Czech Economy Pulls Further Away from Recession
The Czech economy grew slightly on a quarterly basis in the second quarter, showing signs of recovery as domestic demand rose while inflation pressures eased somewhat, preliminary data showed on Monday.
The Czech data was the first in central Europe to show second-quarter developments, with a quarter-on-quarter rise of 0.1% after stagnation in the first quarter, and a year-on-year drop of 0.6%, a touch more than expected.
While the Czech Statistical Office did not give a breakdown of the data, it said domestic demand contributed to growth and household consumption stagnated on a quarter-on-quarter basis.
Since last year, central Europe’s economies have been hit by the strain of high prices cutting sharply into consumer activity, hitting growth sharply. Only slight relief is expected in 2023.

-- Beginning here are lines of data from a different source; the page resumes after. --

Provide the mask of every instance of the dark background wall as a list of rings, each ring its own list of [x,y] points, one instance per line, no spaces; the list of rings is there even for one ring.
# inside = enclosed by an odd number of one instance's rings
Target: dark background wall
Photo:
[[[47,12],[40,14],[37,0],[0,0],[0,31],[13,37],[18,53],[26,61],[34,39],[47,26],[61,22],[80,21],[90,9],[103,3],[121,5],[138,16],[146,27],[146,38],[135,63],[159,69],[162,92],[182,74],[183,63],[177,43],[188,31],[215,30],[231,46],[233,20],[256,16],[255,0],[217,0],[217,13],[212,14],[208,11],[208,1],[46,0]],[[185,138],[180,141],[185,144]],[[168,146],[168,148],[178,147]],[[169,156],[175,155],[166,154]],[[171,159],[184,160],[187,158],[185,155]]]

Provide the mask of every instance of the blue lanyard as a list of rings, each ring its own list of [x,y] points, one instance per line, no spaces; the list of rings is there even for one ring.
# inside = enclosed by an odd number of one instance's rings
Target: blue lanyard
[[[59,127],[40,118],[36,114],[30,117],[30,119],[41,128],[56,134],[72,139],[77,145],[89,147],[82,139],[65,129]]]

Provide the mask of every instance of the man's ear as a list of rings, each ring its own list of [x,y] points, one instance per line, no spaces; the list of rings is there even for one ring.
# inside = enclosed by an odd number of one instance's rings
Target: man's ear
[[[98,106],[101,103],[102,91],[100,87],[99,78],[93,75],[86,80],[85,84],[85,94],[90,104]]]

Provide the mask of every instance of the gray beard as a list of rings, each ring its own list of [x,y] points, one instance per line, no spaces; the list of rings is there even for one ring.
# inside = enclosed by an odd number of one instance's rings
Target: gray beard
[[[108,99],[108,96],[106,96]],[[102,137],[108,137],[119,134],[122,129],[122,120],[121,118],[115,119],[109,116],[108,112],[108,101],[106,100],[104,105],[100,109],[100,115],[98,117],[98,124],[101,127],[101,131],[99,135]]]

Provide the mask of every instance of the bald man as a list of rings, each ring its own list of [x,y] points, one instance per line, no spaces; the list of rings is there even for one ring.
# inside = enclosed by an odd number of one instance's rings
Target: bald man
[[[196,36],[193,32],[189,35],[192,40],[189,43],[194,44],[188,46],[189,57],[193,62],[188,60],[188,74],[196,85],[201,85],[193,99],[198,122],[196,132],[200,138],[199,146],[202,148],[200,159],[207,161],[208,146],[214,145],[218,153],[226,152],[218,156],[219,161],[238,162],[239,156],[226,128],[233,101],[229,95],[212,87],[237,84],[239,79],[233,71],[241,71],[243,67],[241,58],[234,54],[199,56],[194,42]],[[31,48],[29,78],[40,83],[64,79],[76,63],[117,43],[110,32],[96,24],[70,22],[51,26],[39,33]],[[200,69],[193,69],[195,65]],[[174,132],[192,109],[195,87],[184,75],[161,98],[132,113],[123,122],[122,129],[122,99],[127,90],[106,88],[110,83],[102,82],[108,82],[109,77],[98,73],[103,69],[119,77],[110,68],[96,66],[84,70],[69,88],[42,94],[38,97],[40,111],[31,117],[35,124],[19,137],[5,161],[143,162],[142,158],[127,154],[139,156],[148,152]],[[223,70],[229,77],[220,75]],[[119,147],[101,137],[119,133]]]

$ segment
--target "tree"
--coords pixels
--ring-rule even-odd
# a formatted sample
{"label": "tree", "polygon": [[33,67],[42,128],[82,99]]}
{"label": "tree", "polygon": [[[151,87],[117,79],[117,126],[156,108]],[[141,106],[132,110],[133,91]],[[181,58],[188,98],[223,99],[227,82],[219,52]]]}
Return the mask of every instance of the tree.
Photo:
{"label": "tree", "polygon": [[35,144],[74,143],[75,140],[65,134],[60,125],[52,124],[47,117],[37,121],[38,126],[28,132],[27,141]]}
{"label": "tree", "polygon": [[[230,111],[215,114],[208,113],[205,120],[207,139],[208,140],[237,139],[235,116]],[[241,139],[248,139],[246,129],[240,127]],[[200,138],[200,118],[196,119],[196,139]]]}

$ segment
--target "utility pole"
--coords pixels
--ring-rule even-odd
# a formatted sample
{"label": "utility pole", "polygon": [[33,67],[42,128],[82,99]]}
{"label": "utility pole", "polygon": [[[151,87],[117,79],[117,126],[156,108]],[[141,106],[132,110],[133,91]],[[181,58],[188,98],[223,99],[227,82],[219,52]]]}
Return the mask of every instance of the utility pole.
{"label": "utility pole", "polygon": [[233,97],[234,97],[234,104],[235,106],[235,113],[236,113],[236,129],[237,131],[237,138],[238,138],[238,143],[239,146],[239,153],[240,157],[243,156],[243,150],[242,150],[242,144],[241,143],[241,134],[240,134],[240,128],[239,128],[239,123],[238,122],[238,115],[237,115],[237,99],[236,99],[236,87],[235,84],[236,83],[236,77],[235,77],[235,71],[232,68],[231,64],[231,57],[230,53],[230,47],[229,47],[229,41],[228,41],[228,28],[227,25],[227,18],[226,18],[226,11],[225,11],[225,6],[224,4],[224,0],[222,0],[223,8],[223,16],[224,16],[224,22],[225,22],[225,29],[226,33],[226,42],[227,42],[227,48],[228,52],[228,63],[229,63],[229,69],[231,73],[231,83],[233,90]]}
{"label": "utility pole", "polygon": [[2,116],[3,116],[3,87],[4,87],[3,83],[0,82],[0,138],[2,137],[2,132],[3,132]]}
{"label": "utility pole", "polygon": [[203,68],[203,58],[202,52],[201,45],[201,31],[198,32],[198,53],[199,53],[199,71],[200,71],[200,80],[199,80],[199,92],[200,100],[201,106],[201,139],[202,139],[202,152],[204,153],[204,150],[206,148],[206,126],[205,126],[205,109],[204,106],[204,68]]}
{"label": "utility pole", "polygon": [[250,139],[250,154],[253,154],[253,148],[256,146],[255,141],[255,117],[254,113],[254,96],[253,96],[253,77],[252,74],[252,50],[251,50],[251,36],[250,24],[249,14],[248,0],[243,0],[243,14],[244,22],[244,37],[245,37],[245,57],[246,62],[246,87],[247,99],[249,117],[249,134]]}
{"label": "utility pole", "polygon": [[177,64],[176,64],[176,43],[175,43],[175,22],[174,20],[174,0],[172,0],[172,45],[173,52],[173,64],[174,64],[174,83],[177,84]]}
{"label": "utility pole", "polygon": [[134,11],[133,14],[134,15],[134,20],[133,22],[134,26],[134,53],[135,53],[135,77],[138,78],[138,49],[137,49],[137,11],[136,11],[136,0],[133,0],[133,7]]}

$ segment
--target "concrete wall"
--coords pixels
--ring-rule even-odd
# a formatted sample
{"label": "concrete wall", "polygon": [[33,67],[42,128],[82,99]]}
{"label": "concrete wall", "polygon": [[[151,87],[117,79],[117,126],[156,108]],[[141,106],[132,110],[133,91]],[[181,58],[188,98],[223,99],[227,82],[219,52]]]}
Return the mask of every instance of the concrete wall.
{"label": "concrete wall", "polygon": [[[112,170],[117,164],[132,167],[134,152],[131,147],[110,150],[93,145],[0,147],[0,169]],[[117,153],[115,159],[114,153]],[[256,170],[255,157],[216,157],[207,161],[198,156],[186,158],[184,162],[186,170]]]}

Inflation in the Czech Republic fell to single-digit levels at the end of last quarter and the central bank is expecting it to cool further later this year. But interest rates remain high and the central bank is showing no rush to cut borrowing costs.
Capital Economics said the data showed the recession the country felt at the end of 2022 was over but a recovery would be weak this year.
“The recovery is likely to be relatively slow as households remain cautious and weaker external demand weighs on the export sector,” it said.
On a year-on-year basis, a fall in household consumption continued to weigh.
High inflation has hammered households’ spending power, and Czech real wages fell the most among OECD countries last year.
Manufacturing activity has also been hurt by shrinking order books and sentiment in the sector was at a three-year low in June, according to the S&P Global Purchasing Managers’ Index (PMI).